Key points for
Good practices in Monitoring
The GTFI Good practices take into account several premises, such as respect for the TAC and other commitments by the sector, flexibility in light of the realities of the chain and its actors, data analysis at the property level, and definition of viable, simple, efficient and robust criteria.
The date of the agreement (2019) was defined to ensure the viability of implementing the Good Practices.
The reference date is aligned with the Accountability Framework initiative (AFi), according to its main recommendations, such as: sectorial approach, time of year aligned with the official monitoring system (Prodes) and cut-off date not later than the date on which the pact is agreed.
Reduces the number of suppliers who need to be monitored without losing quality / impact, and avoids impact on family-owned properties.
Monitoring and traceability of indirect suppliers at scale has never been done previously and because of that the GTFI recognizes that a zero-tolerance approach would be unfeasible and unfair to the interested parties.
Therefore, the GTFI has agreed on the need of some degree of flexibility, especially at the initial stages of this activity.
The Good Practices will be revised based on practical results seen in the inclusion of indirect suppliers in meatpacker monitoring systems and in additional initiatives, such as projects for requalifying producers, as these are being established.
The Good Practices for Implementing Monitoring Systems of Indirect Suppliers in the Ranching Chain were widely discussed in bilateral meetings with meat-packing plants, supermarkets and other stakeholders and were approved in a plenary session during the VII Meeting of the GTFI, held on March 27, 2019.
In 2019, after 4 years dedicated to researching and developing tools that will enable the monitoring of indirect suppliers in the cattle chain, the GTFI decided that it was time to establish the basic points to be included in monitoring procedures. That would allow meatpackers and retailers to begin monitoring indirect suppliers through a predefined baseline common to all parties, the so-called “Good Practices”.
Seeking a technical grounding, the group developed a study focusing on the states of Pará and Mato Grosso, through an analysis of data from CAR and the GTA. After analyzing multiple scenarios, it was possible to reach several conclusions that were vital to the process of constructing the Good Practices for the GTFI, these being:
By having the guarantee of the viability of the implementation of the Good Practices as a premise, the group found that applying the same cutoff date as the TAC (2009) might lead to a large number of non-compliances, rendering the implementation of the Good Practices in monitoring indirect suppliers by the sector unfeasible and reducing its potential for decreasing deforestation. It was thus agreed that the best strategy would be to establish the year in which Good Practices were agreed on as the cutoff date, and not to allow deforestation after that date.
The GTFI is focused on providing solutions for the cattle supply chain.

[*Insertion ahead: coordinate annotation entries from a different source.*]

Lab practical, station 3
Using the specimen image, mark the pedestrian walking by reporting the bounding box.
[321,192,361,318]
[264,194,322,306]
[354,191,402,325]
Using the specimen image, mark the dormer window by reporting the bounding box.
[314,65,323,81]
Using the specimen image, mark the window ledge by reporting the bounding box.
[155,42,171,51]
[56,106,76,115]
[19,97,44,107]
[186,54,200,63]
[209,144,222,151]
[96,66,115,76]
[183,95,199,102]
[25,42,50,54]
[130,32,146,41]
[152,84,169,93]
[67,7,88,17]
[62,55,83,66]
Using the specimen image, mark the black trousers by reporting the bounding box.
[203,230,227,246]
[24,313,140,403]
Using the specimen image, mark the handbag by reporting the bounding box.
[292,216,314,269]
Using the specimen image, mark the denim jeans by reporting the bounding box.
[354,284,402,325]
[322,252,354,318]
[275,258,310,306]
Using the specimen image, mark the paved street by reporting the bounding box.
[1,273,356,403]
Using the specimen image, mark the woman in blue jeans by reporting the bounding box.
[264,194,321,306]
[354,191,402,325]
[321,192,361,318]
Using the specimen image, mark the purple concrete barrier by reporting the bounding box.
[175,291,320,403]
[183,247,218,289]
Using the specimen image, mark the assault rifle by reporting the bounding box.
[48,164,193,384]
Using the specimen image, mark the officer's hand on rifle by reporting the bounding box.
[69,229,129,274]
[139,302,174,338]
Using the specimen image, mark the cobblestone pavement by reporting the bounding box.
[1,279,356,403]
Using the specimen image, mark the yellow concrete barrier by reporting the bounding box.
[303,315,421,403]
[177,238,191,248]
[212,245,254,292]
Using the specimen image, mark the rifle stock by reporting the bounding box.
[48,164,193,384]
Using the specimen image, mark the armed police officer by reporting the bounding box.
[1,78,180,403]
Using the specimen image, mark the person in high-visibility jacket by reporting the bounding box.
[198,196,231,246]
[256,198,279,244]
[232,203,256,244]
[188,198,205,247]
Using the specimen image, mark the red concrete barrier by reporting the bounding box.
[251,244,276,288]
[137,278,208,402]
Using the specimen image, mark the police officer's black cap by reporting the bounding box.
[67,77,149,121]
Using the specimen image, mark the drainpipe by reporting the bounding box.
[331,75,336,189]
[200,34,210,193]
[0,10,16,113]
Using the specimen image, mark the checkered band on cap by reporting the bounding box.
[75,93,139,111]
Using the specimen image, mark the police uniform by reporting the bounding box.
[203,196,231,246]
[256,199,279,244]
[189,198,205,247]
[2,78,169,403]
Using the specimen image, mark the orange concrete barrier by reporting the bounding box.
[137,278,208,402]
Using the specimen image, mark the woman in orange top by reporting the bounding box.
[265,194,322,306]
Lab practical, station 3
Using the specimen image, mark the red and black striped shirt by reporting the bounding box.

In that regard, when examining the panorama of indirect suppliers in the Amazon, the Group noted that if the industry were to consider only Tier 1 indirect suppliers with properties above 100 ha in size, it would be possible to more than double the reach of monitoring. Those conditions create a practical and positive path for companies to begin including indirect suppliers in existing monitoring systems using commercial criteria.
Research also identified that only a very small percentage of direct suppliers presented more than one indirect supplier with deforestation. The group thus concluded that they could allow each direct supplier a tolerance of 1 indirect with this problem, since the total number of non-compliant suppliers admitted would be minimal. That flexibility was mainly designed for situations in which a direct supplier maintains commercial relations with many indirect suppliers.
Additionally, the group recognized the need for periodically revising the Good Practices, mainly providing opportunities for incorporating new mechanisms that can enable readjustment and reinsertion of blocked producers into the chain. This point is extremely important for guaranteeing the long-term sustainability of monitoring indirect suppliers.